Error diffusion attempts to maintain gray by making the conversion from gray pixels to binary or other level pixels on a pixel-by-pixel basis. The procedure examines each pixel with respect to a threshold, and the difference between the gray level pixel value and the output value is forwarded to a selected group or set of neighboring pixels, in accordance with a weighting scheme. A problem noted with the use of the standard error diffusion algorithms for printing applications is the production of large numbers of isolated black and/or white pixels which are non-printable by many types of printers. The algorithm taught by Billotet-Hoffmann and Bryngdahl, Proceedings of the SID, Vol. 24/3, (1983), pp. 253-258 shows a dither matrix used as a threshold for error diffusion, to alleviate the problems of undesired patterns generally produced by the error diffusion algorithm. A method to overcome the printability problem is taught by U.S. Pat. No. 4,654,721 to Goertzel, where a method is shown to convert a continuous tone image to a bilevel pixel image. The total error generated in one halftone cell is distributed to a predetermined number of adjacent halftone cells. In this way, printable images are generated, while the banding artifact is reduced, by alternating between fixed output cell patterns. Because of an inherent lack of partial dots in this process, evidenced as a loss in sharpness, edge detection and sharpening was included. See, also, "Digital Halftoning in the IBM 4250 Printer" by Goertzel et al. (Goertzel), IBM J. Res. Develop., Vol 31, No. 1, January, 1987. U.S. patent application Ser. No. 07/583,337 to Shiau, and Ser. No. 07/775,201 to Fan, teach the use of similar methods to reduce a continuous tone image to a multilevel pixel image with diffusion of error between adjacent halftone cells. These methods, however, do not determine a best fit halftone dot as done in the ARIES method.
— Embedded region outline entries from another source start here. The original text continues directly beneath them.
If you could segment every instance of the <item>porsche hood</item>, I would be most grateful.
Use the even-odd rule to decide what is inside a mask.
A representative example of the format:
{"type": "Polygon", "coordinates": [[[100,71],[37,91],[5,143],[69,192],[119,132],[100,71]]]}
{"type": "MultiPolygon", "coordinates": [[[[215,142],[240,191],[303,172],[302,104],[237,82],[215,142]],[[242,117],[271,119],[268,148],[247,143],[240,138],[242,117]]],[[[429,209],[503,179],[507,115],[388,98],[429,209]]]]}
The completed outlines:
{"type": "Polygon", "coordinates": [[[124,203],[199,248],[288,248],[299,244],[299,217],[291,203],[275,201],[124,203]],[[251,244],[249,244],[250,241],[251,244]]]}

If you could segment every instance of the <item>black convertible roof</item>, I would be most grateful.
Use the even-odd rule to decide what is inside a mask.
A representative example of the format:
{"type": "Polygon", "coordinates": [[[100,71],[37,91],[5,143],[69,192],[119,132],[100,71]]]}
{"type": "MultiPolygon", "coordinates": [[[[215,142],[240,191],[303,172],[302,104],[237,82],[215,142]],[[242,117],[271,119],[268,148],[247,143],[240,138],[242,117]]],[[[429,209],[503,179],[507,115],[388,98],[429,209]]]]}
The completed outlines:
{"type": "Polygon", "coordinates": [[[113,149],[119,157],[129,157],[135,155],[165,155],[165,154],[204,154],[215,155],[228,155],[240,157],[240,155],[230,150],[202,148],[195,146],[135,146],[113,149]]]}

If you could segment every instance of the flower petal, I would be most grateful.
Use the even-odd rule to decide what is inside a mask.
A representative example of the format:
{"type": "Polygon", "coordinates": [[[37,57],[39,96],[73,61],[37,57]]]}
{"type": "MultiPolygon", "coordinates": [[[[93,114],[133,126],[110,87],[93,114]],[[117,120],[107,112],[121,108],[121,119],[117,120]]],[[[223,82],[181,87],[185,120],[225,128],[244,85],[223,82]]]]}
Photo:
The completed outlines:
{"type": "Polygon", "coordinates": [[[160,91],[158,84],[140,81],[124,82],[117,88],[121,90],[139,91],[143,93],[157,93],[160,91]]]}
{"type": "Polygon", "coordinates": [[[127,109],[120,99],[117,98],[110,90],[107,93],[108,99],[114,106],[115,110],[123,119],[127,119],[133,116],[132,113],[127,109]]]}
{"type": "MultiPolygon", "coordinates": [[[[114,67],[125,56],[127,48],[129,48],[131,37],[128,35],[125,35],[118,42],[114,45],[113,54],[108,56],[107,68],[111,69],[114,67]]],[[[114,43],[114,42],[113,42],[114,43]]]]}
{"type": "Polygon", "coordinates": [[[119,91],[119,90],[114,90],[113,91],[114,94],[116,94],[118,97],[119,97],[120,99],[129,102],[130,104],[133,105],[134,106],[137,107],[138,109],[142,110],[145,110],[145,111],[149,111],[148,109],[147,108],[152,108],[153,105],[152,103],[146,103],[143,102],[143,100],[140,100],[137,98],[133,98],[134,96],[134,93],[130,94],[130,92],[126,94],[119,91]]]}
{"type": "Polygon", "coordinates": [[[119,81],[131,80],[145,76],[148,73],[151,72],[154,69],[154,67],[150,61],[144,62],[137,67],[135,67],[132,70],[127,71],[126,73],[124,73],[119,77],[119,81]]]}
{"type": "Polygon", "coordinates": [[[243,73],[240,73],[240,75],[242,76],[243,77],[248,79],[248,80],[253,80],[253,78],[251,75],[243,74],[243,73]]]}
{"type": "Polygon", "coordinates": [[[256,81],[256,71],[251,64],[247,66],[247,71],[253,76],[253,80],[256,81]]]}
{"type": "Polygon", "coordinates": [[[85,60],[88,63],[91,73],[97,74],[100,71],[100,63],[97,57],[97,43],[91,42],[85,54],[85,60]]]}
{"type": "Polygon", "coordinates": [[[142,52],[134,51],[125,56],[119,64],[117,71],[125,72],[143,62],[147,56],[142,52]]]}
In the MAE (Minimum Average Error) method of error diffusion described in "Images from Computers", by M. Schroeder, IEEE Spectrum, March 1969, pp. 66-78, a different error diffusion method is introduced, which determines error as a function of the original image and the output image (as opposed to the original image modified by error from previous pixels, and the output image). The result is less worming artifacts than Floyd and Steinberg, but a less precise graytone reproduction.
All of the references cited herein are incorporated by reference for their teachings.